LE JOUR DE MON ANNIVERSAIRE QUE JE N’OUBLIERAI JAMAIS, MÊME SI JE LE VOUDRAIS

Mon quatorzième anniversaire devait être une journée lumineuse, entourée de rires et de mes amis les plus proches. J’avais choisi un petit café chaleureux près de chez moi, connu pour son ambiance douce et ses pâtisseries parfumées.

La veille, j’avais soigneusement préparé des invitations, convaincu que ce jour resterait un souvenir joyeux. J’avais commandé un gâteau au caramel, décoré de petites étoiles en sucre, et j’avais dressé la table de manière festive, comme je l’avais imaginé depuis des semaines.

Mais lorsque l’heure indiquée arriva, j’étais toujours seul. Assis face à une table trop grande pour une seule personne, j’observais la porte avec l’espoir fou qu’elle s’ouvrirait enfin.

À chaque tintement de la clochette, mon cœur battait plus vite, puis retombait dans un silence lourd. Mon téléphone, posé devant moi, restait éteint, sans message, sans appel. Je rafraîchissais l’écran, encore et encore.

Après quarante minutes, mon enthousiasme s’était transformé en inquiétude. Je tentai d’appeler deux amis, sans succès.

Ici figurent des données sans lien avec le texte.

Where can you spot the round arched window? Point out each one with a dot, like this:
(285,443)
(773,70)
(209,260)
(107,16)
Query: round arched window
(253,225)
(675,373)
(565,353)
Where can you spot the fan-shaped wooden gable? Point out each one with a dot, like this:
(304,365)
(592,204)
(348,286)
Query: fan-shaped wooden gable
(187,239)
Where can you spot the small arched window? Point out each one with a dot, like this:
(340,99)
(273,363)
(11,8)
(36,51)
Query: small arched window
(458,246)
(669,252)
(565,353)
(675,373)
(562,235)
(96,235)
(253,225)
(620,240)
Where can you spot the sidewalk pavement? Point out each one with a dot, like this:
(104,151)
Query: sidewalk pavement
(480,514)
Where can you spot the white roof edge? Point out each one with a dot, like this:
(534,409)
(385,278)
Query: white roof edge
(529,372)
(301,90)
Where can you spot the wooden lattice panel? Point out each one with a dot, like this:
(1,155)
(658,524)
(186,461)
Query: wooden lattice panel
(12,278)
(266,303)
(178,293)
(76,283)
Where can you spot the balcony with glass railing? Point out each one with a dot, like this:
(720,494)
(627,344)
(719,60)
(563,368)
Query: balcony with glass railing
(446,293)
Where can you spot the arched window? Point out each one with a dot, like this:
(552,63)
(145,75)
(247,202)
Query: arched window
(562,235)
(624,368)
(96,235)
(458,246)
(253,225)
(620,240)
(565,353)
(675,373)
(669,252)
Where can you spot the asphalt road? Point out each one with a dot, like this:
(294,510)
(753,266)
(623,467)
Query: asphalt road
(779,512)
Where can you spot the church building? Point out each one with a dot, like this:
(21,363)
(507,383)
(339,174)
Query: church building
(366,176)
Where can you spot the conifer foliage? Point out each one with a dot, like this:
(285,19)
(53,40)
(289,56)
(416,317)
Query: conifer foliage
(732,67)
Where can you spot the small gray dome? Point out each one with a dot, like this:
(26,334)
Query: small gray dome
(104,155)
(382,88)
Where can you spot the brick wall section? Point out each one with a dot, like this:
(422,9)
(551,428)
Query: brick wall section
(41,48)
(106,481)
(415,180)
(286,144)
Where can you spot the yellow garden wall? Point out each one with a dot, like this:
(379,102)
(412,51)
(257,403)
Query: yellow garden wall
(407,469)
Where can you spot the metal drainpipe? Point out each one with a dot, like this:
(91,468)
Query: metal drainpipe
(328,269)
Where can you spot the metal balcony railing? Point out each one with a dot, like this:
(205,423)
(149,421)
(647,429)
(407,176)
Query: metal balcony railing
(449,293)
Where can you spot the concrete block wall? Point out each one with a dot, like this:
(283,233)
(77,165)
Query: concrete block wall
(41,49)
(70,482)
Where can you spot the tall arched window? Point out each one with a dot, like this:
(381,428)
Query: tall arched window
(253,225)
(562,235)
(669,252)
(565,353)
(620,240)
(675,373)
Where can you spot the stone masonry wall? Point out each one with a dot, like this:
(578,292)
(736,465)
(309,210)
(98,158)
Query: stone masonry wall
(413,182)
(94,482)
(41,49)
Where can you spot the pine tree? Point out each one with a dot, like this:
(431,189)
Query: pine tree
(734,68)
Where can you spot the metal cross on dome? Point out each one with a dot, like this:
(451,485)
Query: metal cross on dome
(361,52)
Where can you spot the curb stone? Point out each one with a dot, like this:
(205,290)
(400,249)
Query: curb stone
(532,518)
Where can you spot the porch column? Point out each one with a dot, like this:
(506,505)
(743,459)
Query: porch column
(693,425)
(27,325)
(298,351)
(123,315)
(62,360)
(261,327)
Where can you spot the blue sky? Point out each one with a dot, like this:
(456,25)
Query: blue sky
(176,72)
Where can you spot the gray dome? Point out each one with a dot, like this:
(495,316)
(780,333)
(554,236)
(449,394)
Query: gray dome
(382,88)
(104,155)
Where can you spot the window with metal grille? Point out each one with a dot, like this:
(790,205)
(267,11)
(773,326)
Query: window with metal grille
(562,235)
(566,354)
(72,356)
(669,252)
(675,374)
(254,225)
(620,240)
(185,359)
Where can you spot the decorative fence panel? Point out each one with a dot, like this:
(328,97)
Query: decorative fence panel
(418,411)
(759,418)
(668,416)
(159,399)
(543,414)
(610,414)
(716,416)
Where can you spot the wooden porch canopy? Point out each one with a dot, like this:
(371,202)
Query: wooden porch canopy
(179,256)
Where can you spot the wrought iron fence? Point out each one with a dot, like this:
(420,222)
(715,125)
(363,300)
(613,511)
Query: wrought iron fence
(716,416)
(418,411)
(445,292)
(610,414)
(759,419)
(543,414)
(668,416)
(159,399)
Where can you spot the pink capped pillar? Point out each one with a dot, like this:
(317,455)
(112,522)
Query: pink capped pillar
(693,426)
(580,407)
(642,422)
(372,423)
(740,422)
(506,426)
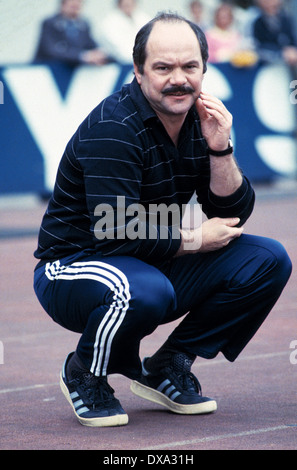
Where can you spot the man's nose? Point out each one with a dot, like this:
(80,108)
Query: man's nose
(178,77)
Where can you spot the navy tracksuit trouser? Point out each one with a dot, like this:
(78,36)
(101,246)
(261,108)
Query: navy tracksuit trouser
(223,296)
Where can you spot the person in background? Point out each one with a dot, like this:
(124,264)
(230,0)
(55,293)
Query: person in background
(224,40)
(66,37)
(274,34)
(119,28)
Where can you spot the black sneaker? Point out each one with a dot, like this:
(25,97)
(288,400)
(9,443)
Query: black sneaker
(175,387)
(92,399)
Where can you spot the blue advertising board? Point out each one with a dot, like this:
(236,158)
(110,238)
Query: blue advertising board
(42,105)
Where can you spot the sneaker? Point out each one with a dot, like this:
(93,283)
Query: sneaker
(92,398)
(175,387)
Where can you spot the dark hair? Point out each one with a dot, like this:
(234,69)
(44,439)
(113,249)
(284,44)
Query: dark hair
(139,50)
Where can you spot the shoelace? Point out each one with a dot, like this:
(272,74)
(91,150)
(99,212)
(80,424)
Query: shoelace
(97,389)
(189,382)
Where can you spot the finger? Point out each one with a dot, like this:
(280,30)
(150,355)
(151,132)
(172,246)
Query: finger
(202,111)
(211,102)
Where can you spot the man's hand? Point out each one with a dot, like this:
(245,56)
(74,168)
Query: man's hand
(213,235)
(216,121)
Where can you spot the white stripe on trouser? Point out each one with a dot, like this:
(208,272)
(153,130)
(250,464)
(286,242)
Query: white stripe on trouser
(117,282)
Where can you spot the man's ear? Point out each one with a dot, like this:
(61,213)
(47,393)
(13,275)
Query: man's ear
(137,74)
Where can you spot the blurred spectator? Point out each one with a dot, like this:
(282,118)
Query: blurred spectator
(223,38)
(119,28)
(274,33)
(197,14)
(66,37)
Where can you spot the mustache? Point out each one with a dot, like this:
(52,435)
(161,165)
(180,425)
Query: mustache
(178,89)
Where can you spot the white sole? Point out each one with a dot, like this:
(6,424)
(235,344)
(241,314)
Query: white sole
(117,420)
(157,397)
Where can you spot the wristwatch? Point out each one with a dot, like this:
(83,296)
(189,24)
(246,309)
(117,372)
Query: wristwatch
(221,153)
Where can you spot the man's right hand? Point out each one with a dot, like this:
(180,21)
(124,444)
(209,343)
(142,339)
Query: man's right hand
(212,235)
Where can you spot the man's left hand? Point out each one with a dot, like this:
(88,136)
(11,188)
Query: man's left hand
(216,121)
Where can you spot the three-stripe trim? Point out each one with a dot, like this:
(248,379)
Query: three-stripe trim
(117,282)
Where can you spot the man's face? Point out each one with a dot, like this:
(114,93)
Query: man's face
(173,70)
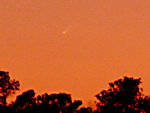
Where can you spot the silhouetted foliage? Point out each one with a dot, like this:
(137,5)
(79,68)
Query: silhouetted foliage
(123,95)
(7,87)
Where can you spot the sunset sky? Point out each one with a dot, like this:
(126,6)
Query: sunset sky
(74,46)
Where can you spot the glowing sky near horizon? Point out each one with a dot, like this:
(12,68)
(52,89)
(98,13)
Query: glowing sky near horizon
(75,46)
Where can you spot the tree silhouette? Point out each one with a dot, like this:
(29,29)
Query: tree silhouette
(7,87)
(123,95)
(25,102)
(57,103)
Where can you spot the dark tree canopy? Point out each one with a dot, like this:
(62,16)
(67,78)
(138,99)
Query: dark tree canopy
(123,95)
(7,87)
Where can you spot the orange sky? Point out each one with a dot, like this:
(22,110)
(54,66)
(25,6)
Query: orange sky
(75,46)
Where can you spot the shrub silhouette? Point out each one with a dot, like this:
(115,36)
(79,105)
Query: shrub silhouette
(123,95)
(7,87)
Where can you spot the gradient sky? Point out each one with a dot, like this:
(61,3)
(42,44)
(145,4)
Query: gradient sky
(74,46)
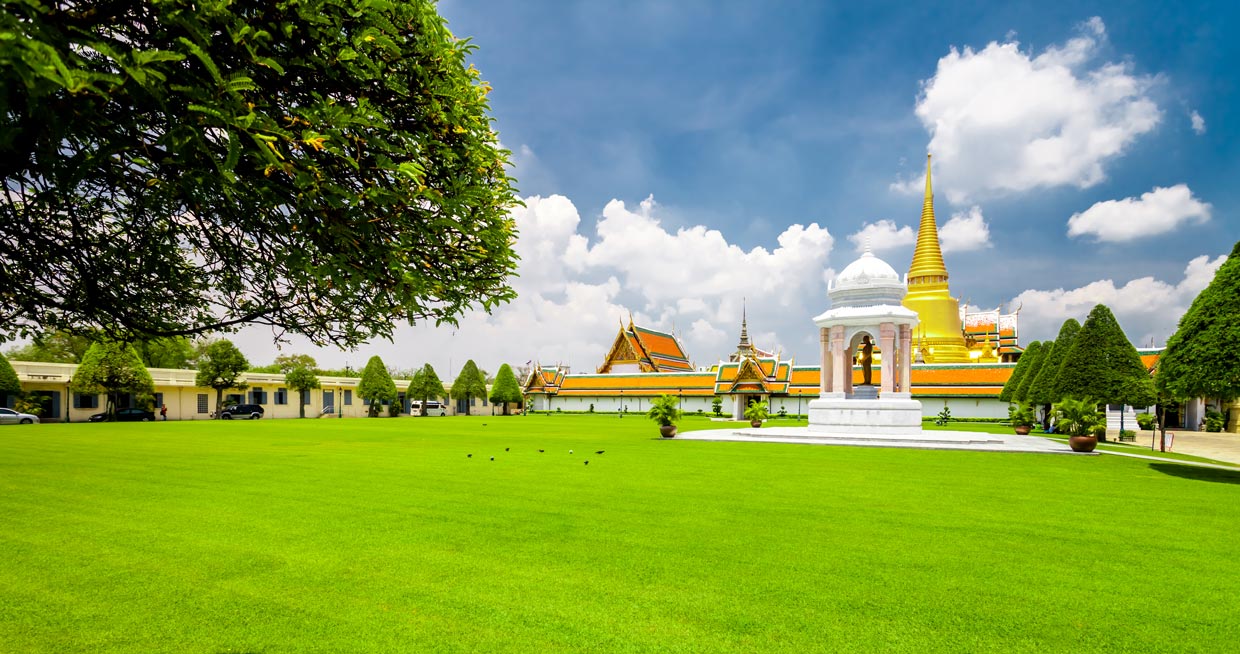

Dans le groupe de discussion, je demandai simplement : « Vous arrivez bientôt ? » mais aucun message ne fut lu. Le café semblait encore plus vide.

Finalement, le serveur m’approcha pour savoir si je voulais annuler la commande. J’hochai la tête, incapable de dire un mot.

En rentrant chez moi, un message apparut enfin. C’était Sophie, une camarade de classe.

— « Ne t’énerve pas… On a reçu des messages bizarres ce matin. On nous a dit que venir chez toi était dangereux… »

Je me suis arrêté net, le cœur serré.

Je l’ai immédiatement appelée. Sa voix tremblait presque.

— « On a reçu des messages… venant de ton numéro. Ils disaient que tu étais malade d’une infection contagieuse, que tu refusais les visites.

Ensuite, on a reçu un vocal. C’était ta voix… Tu disais que tu étais fâché contre nous et que personne ne devait venir. »

Je n’avais envoyé aucun de ces messages. Mon sang s’est glacé.

Je suis monté quatre à quatre jusqu’à mon appartement. Sur mon ordinateur, les messages étaient là : des dizaines, tous envoyés de mon compte.

Un vocal y figurait aussi, terrifiant de réalisme. Et au moment où je tentais de comprendre, une nouvelle notification est apparue.

Un profil sans nom. Une simple pastille noire.
Le message disait :

« Je voulais juste passer ton anniversaire seul avec toi. »

Une sensation de froid m’a envahi. Je ne savais pas qui se cachait derrière ces mots. Mais je savais que ce jour, que je voulais joyeux, venait de devenir le plus inquiétant de ma vie.